Не то чтобы он перестал трусить за симпатичным человеком, который, как видимо, он понял, был дублером его настоящего хозяина, однако время от времени, болезненно напрягая закостенелые мышцы шеи, он поворачивал голову и оглядывался на уже пройденные ими места. Впрочем, он ни разу не залаял и даже не заворчал, так что полковник, чье дыхание было видимым, как сигарный дым, оставался в неведении о нарастающем беспокойстве пса.
Затем, столь же неожиданно, как и кратко, белесое, подернутое дымкой солнце возникло над низкой грядой туч, смягчив суровость окружающего пейзажа. Именно в этот момент Тобер снова поглядел назад – и на этот раз залаял. На расстоянии его лай смахивал на откашливание астматического старикашки, но этого оказалось достаточно, чтобы полковник резко остановился.
Заслоняя лицо от ветра, он оглянулся на пса, чьи голосовые усилия заставляли вилять не только хвост, но и все его дряхлое туловище.
– В чем дело, Тобер? Что-то учуял, мальчик? Кролика, козу? Да нет, конечно.
Прижав ладонь козырьком ко лбу, полковник сощурился, вглядываясь назад в ту сторону, куда смотрел все еще лающий пес.
– Но ты прав, там ЕСТЬ что-то… или кто-то.

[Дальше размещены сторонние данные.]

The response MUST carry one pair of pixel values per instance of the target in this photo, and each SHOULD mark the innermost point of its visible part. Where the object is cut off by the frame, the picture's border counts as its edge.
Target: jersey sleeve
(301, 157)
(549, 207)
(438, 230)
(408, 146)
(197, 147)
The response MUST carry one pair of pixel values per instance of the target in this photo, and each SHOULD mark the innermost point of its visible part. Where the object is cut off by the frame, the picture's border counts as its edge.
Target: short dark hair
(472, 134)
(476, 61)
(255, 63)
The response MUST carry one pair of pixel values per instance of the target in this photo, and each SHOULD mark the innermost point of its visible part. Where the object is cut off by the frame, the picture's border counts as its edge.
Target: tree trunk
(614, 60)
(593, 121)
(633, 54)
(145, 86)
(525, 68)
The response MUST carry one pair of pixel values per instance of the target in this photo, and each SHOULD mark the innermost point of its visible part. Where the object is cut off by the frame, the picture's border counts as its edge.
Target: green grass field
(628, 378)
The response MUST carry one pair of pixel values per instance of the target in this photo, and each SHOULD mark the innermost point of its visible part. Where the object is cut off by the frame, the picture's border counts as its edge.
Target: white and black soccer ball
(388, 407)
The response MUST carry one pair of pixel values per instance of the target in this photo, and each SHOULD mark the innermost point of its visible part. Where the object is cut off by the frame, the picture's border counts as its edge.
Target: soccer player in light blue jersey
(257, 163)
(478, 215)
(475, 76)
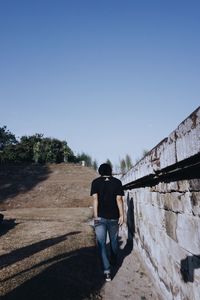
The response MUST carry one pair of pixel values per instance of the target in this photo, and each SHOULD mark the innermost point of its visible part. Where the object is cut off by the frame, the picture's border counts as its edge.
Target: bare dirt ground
(47, 248)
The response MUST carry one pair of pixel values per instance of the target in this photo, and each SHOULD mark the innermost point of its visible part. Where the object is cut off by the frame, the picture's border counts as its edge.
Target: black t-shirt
(107, 188)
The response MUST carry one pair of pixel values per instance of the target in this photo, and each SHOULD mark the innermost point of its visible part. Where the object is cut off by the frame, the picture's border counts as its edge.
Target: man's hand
(121, 220)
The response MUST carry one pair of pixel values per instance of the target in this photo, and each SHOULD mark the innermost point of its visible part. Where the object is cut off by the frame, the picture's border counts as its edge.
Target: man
(107, 194)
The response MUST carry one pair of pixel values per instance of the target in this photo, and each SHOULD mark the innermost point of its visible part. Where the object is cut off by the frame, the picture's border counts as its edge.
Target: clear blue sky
(109, 77)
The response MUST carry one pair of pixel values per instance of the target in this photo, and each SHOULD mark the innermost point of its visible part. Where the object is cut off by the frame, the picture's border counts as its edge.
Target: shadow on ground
(19, 179)
(72, 276)
(24, 252)
(188, 266)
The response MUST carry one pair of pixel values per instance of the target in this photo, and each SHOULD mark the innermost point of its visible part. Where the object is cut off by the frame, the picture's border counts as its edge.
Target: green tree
(85, 157)
(6, 138)
(109, 162)
(122, 166)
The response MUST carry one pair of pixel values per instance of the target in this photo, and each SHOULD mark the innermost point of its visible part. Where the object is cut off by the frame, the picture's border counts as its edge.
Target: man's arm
(95, 205)
(121, 209)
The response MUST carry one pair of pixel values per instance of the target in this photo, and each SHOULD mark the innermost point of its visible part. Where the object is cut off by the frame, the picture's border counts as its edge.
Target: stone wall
(163, 211)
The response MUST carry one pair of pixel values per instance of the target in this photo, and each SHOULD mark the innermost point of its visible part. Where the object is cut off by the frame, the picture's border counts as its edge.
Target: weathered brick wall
(163, 203)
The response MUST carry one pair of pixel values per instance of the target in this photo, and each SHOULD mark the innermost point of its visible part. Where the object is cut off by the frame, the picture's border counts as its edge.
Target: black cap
(105, 170)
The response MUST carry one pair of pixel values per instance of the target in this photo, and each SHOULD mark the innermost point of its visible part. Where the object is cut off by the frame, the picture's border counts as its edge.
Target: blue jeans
(102, 227)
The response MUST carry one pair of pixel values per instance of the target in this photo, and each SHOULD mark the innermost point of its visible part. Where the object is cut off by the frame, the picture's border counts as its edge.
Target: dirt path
(47, 247)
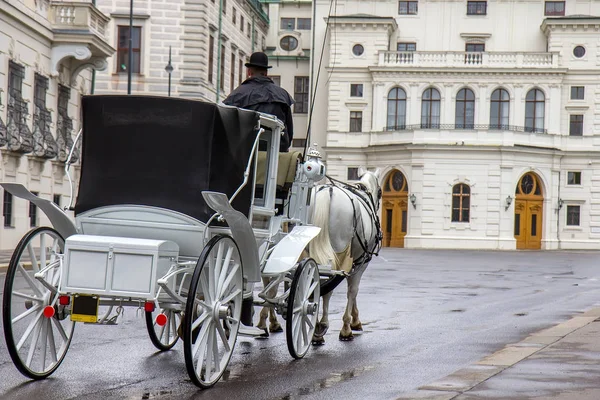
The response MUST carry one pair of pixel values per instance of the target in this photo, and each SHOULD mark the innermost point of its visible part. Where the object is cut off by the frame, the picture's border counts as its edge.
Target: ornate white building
(46, 51)
(210, 42)
(483, 116)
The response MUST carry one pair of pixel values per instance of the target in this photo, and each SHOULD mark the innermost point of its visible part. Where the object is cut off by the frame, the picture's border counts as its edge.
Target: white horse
(350, 235)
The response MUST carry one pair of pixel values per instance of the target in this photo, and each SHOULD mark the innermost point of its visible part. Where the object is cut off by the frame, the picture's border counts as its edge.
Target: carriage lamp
(169, 69)
(508, 202)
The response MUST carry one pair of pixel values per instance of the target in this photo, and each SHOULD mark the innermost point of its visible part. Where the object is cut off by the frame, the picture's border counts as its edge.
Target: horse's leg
(323, 324)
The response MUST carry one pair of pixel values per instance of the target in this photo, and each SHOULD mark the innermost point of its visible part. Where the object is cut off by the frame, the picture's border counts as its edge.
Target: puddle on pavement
(326, 383)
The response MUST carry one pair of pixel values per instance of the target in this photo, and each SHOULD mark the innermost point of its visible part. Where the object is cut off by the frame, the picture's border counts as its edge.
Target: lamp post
(169, 69)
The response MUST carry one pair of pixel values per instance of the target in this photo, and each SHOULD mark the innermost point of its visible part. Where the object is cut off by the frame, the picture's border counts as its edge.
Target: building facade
(289, 44)
(47, 49)
(482, 115)
(209, 41)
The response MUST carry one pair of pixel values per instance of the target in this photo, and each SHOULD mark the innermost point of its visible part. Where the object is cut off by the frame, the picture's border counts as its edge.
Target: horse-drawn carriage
(176, 214)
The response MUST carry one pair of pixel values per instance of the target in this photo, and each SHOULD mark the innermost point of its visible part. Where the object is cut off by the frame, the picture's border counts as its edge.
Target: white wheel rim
(40, 342)
(305, 311)
(218, 301)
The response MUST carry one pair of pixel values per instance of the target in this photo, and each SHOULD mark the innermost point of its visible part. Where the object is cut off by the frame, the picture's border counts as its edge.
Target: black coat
(259, 93)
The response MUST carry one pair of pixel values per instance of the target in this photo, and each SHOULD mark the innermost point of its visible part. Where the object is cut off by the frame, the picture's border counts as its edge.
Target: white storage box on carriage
(116, 266)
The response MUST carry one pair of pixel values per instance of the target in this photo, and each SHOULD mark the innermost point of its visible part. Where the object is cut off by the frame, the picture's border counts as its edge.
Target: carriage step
(252, 331)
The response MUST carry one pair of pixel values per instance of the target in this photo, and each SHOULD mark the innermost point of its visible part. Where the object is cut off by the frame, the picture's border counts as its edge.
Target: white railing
(467, 59)
(69, 15)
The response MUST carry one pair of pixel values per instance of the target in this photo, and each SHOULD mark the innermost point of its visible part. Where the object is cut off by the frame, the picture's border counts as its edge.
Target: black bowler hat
(258, 60)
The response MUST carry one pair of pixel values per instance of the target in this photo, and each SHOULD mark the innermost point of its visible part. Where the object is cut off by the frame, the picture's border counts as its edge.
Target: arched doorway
(395, 209)
(529, 206)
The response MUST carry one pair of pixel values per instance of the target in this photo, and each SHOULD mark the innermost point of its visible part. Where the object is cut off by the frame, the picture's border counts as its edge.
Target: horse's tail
(320, 247)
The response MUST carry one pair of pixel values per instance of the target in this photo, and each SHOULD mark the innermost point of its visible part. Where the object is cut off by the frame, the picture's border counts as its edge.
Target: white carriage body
(116, 266)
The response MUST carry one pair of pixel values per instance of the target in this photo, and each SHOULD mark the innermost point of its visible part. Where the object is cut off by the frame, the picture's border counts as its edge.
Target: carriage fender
(59, 220)
(241, 230)
(287, 252)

Хороший мальчик, Тобер, хороший мальчик! Может, ты и на пороге смерти, но все еще соображаешь. Больше, чем многие из нас в твоем возрасте.
Он помолчал несколько секунд и пошел дальше, глядя прямо перед собой, бесспорно, насторожившись, но больше из простого любопытства, чем встревожившись.
Затем мало-помалу то, что поначалу было неопределенным любопытством, все-таки начало переходить в грызущую тревогу.
Он крикнул:
– Эй, кто там?
Затем после долгой паузы:
– Эй! Почему вы не отвечаете?
А затем после куда более короткой паузы:
– Кто это? Подойдите поближе, чтобы я мог вас разглядеть!
Едва прогрохотал выстрел, как он рухнул в снег будто подкошенный.
Глава одиннадцатая
– Понадежнее. Понадежнее.
Говорил Трабшо. Он стоял спиной и бычьей шеей к камину, но под косым углом, чтобы не заслонять тепло от остальных в гостиной. По контрасту с пылающим камином трубка, перманентно зажатая в его губах, столь же перманентно, как помнилось всем, оставалась незажженной. В такой мере, что вы уже спрашивали себя: да видели вы хоть раз, чтобы из нее выходил дым. Как многие мужчины его возраста, он более НОСИЛ ее, чем курил, и она превратилась в такой же необходимый аксессуар его облика, как воротничок викария или гремящие браслеты Коры Резерфорд.
Кто знает, какое замечание – или чье – вызвало столь типичный для него отклик? «Понадежнее. Понадежнее». Слово это могло быть его девизом, его «легендой», как аффектированно называют это французы.
Всю свою карьеру он оставался надежным. Даже тем, кто лишь слегка соприкасался с ним при исполнении его служебного долга, сразу становилось совершенно очевидным, что он никогда не был звездой Скотленд-Ярда, что никакой «желтый» журналист ни разу не окрестил его «скотленд-ярдовским Трабшо». Однако он был именно таким, какие наиболее устраивают полицейские силы Великобритании, – тем типом сыщика, который находит решение проблемы (сам он никогда бы не употребил слово «тайна») не благодаря эффектному озарению или даже просто силе воображения, но попросту упрямо полагаясь на других, чтобы они – часто сами того не подозревая – понадежнее указали бы ему верное направление.
Он задавал вопрос, с вежливым терпением выслушивал ответ, затем слушал еще, и еще, и еще – о, времени у него было сколько угодно! – пока злополучный подозреваемый, напуганный длительным молчанием, даже смутно ощущая себя виноватым в нем, не начинал выбалтывать то, другое и третье, о чем не собирался и заикаться. И вот тогда, подсказывает воображение, этот медлительно-флегматичный человек – и, да, попросту копуша – делал молниеносный прыжок. На свой лад. Он наносил сокрушающий удар столь терпеливо и вежливо, как перед тем подготавливал почву и ставил капкан.
То есть Шерлоком Холмсом он не был. И тем не менее таким медлительным и даже скучным методом он, вероятно, изловил куда больше преступников, чем многие более блистательные представители древнего сыскного ремесла.